Most Harris County residents want to see changes in flood-prone areas, but they don’t want higher taxes to pay for it, according to a survey released Monday by the University of Houston.

Nearly six months after the storm that submerged her Denver Harbor neighborhood for the second time, a new car and repaired home are helping Dulce Martinez feel normal again.

“It feels good going back to your home, sleep in your own bed,” said Martinez, who moved back into her mother-in-law’s Harvey-damaged home in January.

Martinez’s current fear: if and when the area will see another storm like Harvey.

She’s not alone: UH and Rice researchers polled 2,002 people by telephone in Harris, Fort Bend, Brazoria, and Montgomery counties in November and December 2017.

In Harris County alone, more than 80 percent of respondents told poll-takers they wanted tougher development standards and new flood control projects. Nearly two-thirds said they wanted buyouts in areas that have suffered repeated flooding, and more than three-quarters want the government to pay for flood damage resulting from reservoir releases.

However, only 46 and 45 percent said they were willing to pay more property tax or sales tax, respectively. Researchers say political party and ethnicity factored into those responses.

“We’ve never had this kind of early support, and we’re talking 12, 25, 50 dollar a year increases in property taxes,” said Bob Stein, KHOU 11 Political Analyst.

Stein, one of the Rice professors that helped UH with the survey, said given the state’s conservative nature, he’s surprised at how many people were willing to stomach higher taxes.

“If you take the long perspective here and you look at the people that vote, this is an unusual change,” said Stein. “I’ve done polling in this city for 35, 40 years.”

Stein says differing opinions among Republican party leaders will present challenges going forward.
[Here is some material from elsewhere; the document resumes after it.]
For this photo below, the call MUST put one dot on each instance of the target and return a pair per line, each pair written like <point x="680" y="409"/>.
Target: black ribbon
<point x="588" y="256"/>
He points to Governor Greg Abbott, who wants to lower property taxes, and Harris County Judge Ed Emmett, who wants a bond proposal for flood control projects that could potentially raise taxes.

“I just hope it doesn’t increase our taxes,” said Martinez, speaking generally about future flood control projects.

However, George Pesina, who lives near Martinez and suffered similar flooding during Harvey, told KHOU he wouldn’t mind some tax increase if it means potentially preventing another flood like the one his family experienced in August.

Joe Stinebaker, Director of Communications for Judge Emmett, called the survey “enormously vague”.

“One major flaw in the survey is that unlike a county bond issue, it does not present to voters specific amounts and specific projects,” said Stinebaker, who said comparing the two scenarios was “completely apples and oranges”.

Stinebaker said Judge Emmett would answer questions regarding the survey and a potential bond election on Tuesday after the Harris County Commissioners’ regular meeting.